I used to love this Stick-n-Stitch product! I bought it whenever I found it at some of the large quilt shows and, at one time, had a nice little stockpile of these sheets in my supply cabinet. It was a soft, fiber sheet with a paper-release sticky backing that could be used over and over again. I would trace quilting shapes onto it, cut them out, and place them on my quilt to
hand quilt* around before peeling the shape up and moving it to another block, I never had to mark the quilt and the adhesive never left any discernible residue. Somewhere along the line I learned that this product is no longer available. Online searches proved that to be true. Stick-n-Stitch is gone like the dinosaurs. Unfortunately, my hoarded supply had dwindled down to one, single, piece. Over lunch the other day with my trusted confidante and advisor,
Quiltkeemosabe, I asked her if she knew of anything else I could use that would serve the same purpose. She suggested machine embroidery stabilizer, the sticky-back, tear away, variety. Bingo! I had a roll sitting right under my nose; don't you just love a dual-purpose product? I tested it out, and she was right; it works... brilliantly!
Life is Good!
*hand quilt: the act of quilting through all three layers of a quilt,
with needle and thread, by hand... almost gone like the dinosaurs.
6 comments:
Thankfully handquilting isn't gone just yet ... although if you visit a LQS or read a quilting magazine, you'd sure think so. :-(
If you are only going to quilt around it, I was going to suggest contact paper.

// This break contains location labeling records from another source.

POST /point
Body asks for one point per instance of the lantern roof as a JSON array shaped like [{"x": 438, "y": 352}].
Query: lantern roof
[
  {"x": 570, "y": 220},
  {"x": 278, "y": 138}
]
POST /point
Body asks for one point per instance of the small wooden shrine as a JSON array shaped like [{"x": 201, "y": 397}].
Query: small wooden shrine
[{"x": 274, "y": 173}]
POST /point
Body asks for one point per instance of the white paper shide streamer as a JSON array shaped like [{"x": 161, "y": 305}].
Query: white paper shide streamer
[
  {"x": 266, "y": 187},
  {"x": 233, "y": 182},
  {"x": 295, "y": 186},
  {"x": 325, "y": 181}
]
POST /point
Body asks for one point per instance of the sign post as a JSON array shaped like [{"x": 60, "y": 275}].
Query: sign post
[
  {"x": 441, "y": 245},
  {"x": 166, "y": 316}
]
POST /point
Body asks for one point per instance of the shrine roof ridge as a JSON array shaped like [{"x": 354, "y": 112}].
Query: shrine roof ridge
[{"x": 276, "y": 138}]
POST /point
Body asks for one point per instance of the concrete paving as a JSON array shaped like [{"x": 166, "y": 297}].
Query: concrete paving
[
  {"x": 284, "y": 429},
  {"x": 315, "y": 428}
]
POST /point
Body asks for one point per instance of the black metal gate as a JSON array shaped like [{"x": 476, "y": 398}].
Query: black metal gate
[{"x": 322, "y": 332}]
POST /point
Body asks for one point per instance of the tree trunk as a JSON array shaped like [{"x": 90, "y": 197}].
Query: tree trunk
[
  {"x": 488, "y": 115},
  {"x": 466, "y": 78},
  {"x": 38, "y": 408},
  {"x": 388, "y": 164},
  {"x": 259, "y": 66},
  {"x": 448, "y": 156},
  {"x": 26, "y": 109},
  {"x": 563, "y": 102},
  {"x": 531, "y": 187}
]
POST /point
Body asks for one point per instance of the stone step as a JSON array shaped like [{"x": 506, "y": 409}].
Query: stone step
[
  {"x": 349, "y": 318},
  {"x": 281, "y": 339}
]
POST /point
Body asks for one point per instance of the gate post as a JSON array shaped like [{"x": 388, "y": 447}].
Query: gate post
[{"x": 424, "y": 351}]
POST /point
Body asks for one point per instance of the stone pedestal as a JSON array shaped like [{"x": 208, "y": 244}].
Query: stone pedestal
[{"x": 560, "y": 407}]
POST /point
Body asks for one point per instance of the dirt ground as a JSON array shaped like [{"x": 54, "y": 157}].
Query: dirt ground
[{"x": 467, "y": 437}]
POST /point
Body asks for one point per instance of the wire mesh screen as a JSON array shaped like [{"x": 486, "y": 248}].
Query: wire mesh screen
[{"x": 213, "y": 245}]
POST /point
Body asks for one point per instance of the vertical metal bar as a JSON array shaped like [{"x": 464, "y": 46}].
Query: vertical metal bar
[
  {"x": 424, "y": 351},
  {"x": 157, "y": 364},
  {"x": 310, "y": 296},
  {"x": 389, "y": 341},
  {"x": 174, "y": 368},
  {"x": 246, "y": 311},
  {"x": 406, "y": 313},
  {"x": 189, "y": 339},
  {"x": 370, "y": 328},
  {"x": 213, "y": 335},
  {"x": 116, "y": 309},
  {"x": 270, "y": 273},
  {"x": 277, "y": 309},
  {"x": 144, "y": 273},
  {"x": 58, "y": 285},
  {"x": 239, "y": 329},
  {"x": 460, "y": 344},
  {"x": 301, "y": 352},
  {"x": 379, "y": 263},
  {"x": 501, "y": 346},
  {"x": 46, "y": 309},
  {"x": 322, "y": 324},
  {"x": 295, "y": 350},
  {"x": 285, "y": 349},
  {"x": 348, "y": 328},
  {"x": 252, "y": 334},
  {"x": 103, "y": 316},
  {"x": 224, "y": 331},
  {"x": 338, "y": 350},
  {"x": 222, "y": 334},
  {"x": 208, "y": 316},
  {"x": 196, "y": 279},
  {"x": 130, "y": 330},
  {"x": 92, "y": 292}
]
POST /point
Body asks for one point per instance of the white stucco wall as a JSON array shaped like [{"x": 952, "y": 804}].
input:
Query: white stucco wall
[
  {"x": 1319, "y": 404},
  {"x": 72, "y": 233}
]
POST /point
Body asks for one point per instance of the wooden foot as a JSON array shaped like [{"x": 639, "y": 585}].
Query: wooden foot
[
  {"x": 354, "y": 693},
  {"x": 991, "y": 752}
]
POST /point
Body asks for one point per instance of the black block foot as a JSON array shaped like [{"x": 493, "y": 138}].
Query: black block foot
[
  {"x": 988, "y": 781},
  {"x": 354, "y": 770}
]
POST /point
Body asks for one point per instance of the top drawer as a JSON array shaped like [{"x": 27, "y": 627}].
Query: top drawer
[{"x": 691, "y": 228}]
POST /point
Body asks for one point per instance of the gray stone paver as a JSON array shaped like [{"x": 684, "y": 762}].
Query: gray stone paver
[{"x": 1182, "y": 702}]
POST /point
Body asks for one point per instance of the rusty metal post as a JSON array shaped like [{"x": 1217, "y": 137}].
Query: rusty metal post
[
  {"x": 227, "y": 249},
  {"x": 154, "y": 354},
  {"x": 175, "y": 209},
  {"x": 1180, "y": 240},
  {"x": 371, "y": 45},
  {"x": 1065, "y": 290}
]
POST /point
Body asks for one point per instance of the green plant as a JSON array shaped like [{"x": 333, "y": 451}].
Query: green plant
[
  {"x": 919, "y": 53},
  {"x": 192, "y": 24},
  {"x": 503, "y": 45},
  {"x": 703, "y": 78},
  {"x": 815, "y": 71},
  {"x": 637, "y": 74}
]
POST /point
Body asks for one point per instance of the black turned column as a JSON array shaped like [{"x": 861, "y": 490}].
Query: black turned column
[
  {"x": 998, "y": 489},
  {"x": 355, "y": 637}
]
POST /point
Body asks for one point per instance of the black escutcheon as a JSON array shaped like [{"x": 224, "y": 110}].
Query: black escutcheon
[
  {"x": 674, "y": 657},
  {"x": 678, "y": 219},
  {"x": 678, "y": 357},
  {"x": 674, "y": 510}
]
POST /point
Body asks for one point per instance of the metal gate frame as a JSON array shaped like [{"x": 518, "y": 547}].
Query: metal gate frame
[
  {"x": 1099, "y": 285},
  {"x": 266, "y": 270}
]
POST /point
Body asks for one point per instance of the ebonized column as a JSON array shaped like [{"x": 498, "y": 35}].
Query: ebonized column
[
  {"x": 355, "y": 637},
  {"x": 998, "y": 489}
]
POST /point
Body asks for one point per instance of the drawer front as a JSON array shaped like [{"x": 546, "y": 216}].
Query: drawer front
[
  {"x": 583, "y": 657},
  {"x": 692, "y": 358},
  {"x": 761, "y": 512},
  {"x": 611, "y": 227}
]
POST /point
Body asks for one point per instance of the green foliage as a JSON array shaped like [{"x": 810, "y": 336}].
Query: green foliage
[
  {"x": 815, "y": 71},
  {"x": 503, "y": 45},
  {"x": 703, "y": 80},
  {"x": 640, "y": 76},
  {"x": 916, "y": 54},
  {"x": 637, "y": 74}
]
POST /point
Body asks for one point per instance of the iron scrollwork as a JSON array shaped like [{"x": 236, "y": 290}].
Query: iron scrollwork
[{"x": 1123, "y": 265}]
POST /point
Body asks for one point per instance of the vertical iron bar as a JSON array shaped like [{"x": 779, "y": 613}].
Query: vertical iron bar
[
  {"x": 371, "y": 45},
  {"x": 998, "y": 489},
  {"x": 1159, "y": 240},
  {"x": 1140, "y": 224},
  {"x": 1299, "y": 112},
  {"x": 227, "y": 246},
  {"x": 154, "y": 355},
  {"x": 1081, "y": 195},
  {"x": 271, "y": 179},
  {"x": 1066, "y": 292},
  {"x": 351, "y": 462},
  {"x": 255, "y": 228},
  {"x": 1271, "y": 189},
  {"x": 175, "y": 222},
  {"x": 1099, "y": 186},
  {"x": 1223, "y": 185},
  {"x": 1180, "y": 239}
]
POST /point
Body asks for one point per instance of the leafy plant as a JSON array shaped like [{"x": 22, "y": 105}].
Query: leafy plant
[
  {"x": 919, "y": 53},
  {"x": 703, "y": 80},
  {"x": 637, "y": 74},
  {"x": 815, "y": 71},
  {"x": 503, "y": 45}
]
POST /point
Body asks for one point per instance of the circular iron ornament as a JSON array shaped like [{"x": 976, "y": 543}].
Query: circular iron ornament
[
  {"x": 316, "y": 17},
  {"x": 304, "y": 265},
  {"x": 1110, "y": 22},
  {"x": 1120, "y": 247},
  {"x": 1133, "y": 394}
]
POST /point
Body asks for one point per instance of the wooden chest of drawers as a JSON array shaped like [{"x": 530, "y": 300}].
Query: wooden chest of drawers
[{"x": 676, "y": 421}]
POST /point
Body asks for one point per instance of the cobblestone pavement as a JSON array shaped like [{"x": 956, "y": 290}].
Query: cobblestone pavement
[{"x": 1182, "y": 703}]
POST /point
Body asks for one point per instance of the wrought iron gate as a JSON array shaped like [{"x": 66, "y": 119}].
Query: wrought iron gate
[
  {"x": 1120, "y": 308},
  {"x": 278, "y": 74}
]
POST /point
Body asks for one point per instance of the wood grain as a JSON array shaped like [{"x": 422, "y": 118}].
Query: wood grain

Good to have friends in the know!
Never have heard of using a product like that for hand quilting designs (yes, I have been known to do it on occasion). Thanks for passing along the info. Now, can you recommend a product to replace Lite Steam-A-Seam 2 for wool applique? : )
Cool idea:)
It's a bit annoying when products cease to be made but I'm glad you have found an alternative. I have never seen this paper before, would freezer paper work the same way?